That question has been replaying in the imaginations of politicians, pollsters, purveyors and pundits since Sigmund Freud first framed it. Freud concluded, of course, that women really wanted to be men and invented a theory of envy that women find compelling only after too many Diet Cokes and no rest area for miles.


Otherwise, um, no thanks.


Though Freud is unwelcome in most intellectual parlors these days, Hillary Clinton's candidacy has made the father of psychology seem prescient. In recent weeks, Clinton seems to have picked up a Y chromosome somewhere and morphed into the manliest of Democrats.


The candidate who initially aimed for the women's vote, calling her campaign a "conversation" and convening "chats," has suddenly swilled beer and Crown Royal chasers with boys in the bar, stumped from pickups and displayed her "testicular fortitude," as an Indiana labor leader recently described her.


The women's vote, meanwhile, has splintered. Important feminist leaders — including Susan Sarandon, Nation columnist Katha Pollitt and women's rights historians Alice Kessler-Harris and Linda Gordon — side with Barack Obama. And black women vote overwhelmingly for the black candidate (about 80%).

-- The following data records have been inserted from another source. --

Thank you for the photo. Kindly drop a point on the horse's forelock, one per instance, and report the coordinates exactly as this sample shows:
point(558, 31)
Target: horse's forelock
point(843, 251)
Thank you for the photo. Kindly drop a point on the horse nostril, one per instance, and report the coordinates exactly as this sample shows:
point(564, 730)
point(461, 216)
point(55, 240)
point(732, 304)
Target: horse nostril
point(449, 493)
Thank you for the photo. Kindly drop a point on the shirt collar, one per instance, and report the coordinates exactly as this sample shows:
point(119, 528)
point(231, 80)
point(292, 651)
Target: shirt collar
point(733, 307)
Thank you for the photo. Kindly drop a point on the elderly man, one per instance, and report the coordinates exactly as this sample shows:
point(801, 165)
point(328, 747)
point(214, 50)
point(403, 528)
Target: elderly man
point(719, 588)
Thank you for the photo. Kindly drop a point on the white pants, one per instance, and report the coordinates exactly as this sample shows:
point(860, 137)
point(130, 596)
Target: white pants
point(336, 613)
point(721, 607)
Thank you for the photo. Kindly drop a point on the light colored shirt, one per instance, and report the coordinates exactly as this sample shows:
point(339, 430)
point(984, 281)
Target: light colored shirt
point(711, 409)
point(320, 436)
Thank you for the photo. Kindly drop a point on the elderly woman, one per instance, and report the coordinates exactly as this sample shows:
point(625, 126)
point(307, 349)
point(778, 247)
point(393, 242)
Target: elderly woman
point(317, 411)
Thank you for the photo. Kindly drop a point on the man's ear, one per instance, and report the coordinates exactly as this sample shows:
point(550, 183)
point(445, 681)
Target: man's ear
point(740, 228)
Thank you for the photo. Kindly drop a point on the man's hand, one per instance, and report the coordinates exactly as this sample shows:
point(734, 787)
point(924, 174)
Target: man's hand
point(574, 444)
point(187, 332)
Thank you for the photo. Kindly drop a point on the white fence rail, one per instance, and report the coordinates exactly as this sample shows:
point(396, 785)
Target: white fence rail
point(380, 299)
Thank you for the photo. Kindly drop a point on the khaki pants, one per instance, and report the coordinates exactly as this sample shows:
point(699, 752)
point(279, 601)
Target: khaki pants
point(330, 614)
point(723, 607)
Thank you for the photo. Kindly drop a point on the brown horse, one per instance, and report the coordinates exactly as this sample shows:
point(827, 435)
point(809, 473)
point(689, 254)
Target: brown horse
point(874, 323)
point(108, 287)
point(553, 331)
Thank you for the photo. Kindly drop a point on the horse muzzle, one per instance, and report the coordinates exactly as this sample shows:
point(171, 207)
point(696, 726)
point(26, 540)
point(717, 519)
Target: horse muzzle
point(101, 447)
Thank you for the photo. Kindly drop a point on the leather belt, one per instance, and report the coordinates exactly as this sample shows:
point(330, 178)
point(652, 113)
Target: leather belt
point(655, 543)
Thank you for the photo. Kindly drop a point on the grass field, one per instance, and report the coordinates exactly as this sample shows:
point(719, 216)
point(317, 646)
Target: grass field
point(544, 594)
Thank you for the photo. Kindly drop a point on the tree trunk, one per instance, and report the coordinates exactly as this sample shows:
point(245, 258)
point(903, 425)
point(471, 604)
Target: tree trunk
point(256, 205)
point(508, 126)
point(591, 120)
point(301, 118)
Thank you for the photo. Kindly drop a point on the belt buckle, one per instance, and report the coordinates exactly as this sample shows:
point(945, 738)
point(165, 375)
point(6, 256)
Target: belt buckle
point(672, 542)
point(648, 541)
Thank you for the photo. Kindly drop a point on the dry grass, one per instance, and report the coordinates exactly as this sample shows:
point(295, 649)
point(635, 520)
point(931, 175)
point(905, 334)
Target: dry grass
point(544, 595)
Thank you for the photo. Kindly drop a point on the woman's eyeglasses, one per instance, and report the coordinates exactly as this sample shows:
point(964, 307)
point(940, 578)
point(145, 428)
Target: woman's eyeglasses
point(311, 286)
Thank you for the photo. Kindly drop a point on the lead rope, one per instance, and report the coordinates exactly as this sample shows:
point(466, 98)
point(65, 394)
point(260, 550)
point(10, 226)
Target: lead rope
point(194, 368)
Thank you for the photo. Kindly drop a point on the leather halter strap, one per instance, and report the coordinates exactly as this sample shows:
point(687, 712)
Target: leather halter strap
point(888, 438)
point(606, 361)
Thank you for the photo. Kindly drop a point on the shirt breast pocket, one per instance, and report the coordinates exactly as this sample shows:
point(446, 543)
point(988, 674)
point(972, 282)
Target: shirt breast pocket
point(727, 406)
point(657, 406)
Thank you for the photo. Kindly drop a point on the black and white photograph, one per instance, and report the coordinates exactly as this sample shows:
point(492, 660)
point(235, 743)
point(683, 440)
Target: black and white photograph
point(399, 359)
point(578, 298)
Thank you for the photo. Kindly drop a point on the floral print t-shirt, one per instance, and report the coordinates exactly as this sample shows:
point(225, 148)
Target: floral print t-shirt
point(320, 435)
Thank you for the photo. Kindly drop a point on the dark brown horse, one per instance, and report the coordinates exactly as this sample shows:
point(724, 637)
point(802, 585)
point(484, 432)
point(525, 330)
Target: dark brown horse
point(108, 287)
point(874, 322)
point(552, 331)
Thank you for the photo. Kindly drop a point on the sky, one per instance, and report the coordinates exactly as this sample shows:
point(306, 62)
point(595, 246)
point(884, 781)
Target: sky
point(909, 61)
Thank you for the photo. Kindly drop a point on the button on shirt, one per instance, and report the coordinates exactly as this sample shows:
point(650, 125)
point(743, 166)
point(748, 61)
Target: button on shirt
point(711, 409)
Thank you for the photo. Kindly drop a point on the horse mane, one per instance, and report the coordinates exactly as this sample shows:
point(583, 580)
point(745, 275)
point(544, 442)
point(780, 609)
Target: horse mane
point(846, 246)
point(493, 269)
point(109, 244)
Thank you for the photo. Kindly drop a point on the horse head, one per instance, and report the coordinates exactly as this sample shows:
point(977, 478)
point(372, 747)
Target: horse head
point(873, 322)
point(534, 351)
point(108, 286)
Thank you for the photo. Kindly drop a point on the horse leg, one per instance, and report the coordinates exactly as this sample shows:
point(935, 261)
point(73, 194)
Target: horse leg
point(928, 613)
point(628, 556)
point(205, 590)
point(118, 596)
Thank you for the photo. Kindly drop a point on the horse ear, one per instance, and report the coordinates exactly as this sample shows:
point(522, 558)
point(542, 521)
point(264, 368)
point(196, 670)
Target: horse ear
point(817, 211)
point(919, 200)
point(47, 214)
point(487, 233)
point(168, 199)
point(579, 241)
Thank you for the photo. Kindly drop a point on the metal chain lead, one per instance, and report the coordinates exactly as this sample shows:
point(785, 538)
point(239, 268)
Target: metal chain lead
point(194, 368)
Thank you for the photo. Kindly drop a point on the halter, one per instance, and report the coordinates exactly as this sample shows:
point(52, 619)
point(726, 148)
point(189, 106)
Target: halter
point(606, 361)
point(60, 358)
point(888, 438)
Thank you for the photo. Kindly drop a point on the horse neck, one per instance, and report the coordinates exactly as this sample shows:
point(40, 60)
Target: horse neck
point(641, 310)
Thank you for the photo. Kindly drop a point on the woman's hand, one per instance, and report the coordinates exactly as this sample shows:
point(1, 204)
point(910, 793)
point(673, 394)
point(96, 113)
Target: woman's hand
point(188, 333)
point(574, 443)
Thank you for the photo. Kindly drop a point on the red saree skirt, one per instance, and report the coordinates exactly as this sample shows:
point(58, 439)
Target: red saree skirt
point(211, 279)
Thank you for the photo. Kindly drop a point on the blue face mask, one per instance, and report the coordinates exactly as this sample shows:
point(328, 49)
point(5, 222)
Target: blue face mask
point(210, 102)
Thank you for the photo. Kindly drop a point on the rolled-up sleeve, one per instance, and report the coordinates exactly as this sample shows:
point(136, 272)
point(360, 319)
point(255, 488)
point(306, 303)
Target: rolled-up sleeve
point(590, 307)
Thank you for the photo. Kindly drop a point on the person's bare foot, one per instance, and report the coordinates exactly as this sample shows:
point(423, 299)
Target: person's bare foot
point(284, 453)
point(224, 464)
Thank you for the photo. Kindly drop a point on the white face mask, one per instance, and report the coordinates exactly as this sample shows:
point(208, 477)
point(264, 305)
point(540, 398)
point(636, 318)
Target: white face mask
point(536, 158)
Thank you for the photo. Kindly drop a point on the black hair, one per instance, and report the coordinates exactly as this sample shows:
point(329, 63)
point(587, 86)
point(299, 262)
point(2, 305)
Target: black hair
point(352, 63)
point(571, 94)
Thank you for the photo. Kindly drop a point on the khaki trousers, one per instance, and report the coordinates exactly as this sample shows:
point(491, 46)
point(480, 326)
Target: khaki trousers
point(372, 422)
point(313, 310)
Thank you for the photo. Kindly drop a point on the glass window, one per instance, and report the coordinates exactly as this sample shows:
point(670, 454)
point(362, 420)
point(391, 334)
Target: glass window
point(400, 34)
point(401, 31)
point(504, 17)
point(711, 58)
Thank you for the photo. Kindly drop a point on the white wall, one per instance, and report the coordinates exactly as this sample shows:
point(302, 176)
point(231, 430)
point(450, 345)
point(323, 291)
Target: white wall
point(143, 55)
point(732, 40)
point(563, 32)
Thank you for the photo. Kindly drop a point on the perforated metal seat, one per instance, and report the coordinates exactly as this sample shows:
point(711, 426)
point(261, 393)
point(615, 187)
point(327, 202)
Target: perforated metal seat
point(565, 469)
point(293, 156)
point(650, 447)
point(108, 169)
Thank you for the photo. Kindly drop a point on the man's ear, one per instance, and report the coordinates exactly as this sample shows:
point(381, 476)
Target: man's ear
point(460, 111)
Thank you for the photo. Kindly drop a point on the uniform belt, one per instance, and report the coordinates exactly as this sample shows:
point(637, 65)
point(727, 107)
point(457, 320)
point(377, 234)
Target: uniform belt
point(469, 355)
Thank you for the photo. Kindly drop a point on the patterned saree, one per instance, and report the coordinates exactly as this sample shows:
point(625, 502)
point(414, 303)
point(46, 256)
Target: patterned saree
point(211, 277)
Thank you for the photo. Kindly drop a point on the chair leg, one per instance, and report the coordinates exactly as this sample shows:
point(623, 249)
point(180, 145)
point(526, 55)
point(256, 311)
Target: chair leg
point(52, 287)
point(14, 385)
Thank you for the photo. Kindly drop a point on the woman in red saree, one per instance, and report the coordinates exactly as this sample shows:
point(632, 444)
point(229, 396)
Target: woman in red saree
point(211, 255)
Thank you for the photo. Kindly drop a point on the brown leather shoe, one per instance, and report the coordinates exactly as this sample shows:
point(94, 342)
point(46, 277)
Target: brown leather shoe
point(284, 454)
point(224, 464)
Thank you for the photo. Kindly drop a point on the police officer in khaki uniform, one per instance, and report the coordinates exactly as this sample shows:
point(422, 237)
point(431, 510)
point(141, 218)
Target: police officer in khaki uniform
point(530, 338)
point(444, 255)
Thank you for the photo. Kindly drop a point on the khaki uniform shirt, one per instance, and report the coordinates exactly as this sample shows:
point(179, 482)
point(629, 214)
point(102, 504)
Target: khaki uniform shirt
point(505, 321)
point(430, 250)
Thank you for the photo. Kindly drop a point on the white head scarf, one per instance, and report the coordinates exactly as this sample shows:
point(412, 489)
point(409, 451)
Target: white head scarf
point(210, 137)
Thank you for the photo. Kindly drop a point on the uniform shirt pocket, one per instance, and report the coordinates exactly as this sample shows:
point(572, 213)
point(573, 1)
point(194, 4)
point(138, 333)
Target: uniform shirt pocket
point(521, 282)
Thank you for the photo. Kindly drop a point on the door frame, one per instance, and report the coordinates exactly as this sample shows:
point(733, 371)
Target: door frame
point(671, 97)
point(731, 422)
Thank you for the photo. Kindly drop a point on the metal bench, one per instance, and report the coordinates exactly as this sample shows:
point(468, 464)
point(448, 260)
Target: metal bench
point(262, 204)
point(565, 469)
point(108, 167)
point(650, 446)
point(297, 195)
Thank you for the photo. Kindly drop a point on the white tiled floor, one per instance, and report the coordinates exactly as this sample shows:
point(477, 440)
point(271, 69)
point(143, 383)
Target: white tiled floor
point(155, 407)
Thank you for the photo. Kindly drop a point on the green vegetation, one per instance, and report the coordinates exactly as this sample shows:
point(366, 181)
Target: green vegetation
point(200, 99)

What happened? Though Clinton has done well with women — who have constituted about 60% of voters in Democratic primaries — why aren't more of them supporting the first woman with a shot at the presidency? Or are these questions not really the right ones to ask? Is it possible that it isn't A Woman voters are rejecting, but a particular woman? Is it possible Clinton is the wrong candidate, who just happens to be a woman?


A complete postmortem on Clinton's campaign might be premature, but a few observations are possible. We know, for instance, that Clinton has been doing best among older women. She also has earned the support of working-class women, an unlikely group given Clinton's unfamiliarity with that particular club.


Is their loyalty a function of Clinton's generous health and family leave plans? Or did her tears in a coffee shop touch the hearts of women similarly battle-weary and worn down?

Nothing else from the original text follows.